Like any international side, there will be improvement areas to work on and it is a never-ending thing but by and large the Indian men’s team have shown that they can want to considered as a world-beater on a consistent basis. If we take out the 0-5 defeat to France and 3-5 loss to Spain, Indian men haven’t look intimidating or made to struggle against the opposition. The manner which they fought tooth and nail against Olympic and world champions Belgium in the Pro League does give a fair assessment of the fact that this team have come up in leaps and bounds since their 2-5 Olympic semifinal loss to the Red Lions.

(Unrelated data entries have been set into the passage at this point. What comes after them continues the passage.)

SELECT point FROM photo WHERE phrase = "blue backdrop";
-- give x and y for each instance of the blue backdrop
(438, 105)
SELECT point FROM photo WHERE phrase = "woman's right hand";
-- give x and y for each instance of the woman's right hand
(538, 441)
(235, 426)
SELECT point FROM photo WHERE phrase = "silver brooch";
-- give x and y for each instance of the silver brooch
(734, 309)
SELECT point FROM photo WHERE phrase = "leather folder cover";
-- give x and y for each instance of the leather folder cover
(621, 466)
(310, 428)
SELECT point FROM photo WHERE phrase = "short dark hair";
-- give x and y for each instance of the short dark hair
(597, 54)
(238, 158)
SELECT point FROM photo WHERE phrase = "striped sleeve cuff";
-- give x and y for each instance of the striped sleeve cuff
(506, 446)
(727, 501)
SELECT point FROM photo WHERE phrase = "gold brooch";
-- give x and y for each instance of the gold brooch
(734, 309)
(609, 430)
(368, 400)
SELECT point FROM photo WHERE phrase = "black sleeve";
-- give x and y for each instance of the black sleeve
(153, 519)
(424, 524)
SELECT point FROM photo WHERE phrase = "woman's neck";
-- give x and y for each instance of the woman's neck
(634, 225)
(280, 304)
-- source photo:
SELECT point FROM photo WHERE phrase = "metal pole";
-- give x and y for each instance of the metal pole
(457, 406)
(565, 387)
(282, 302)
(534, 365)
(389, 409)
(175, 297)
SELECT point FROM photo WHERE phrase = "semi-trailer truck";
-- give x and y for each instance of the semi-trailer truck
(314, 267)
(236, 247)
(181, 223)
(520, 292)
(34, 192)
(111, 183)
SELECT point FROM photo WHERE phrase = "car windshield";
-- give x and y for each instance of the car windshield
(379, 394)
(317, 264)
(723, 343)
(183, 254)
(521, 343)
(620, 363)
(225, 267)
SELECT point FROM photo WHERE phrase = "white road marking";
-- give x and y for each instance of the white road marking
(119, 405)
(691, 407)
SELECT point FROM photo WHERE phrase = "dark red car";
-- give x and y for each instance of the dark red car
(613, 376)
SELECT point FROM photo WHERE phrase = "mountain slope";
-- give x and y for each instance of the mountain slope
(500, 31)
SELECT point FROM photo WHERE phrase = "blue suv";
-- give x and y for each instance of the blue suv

And the biggest find of the team has been the ‘unselfish streak’ among the forwardline. The opening goal scored by Shamsher Singh against Belgium in the first leg tie speaks for itself – what a combined effort it where Lalit Upadhyay did the spadework and Abhishek joined in and set up Shamsher. One saw a similar collective team effort in India’s first goal against Belgium in the second leg, where Lalit Upadhyay was at it again combining with Gurjant Singh to set up Abhishek for India’s opening goal. Abhishek has emerged as India’s go-to-man in the forwardline and look a great long-term prospect. His individual skills as well as passing play have been a treat to watch. Dilpreet Singh and Mandeep Singh have come to the party when needed alongside Lalit Upadhyay.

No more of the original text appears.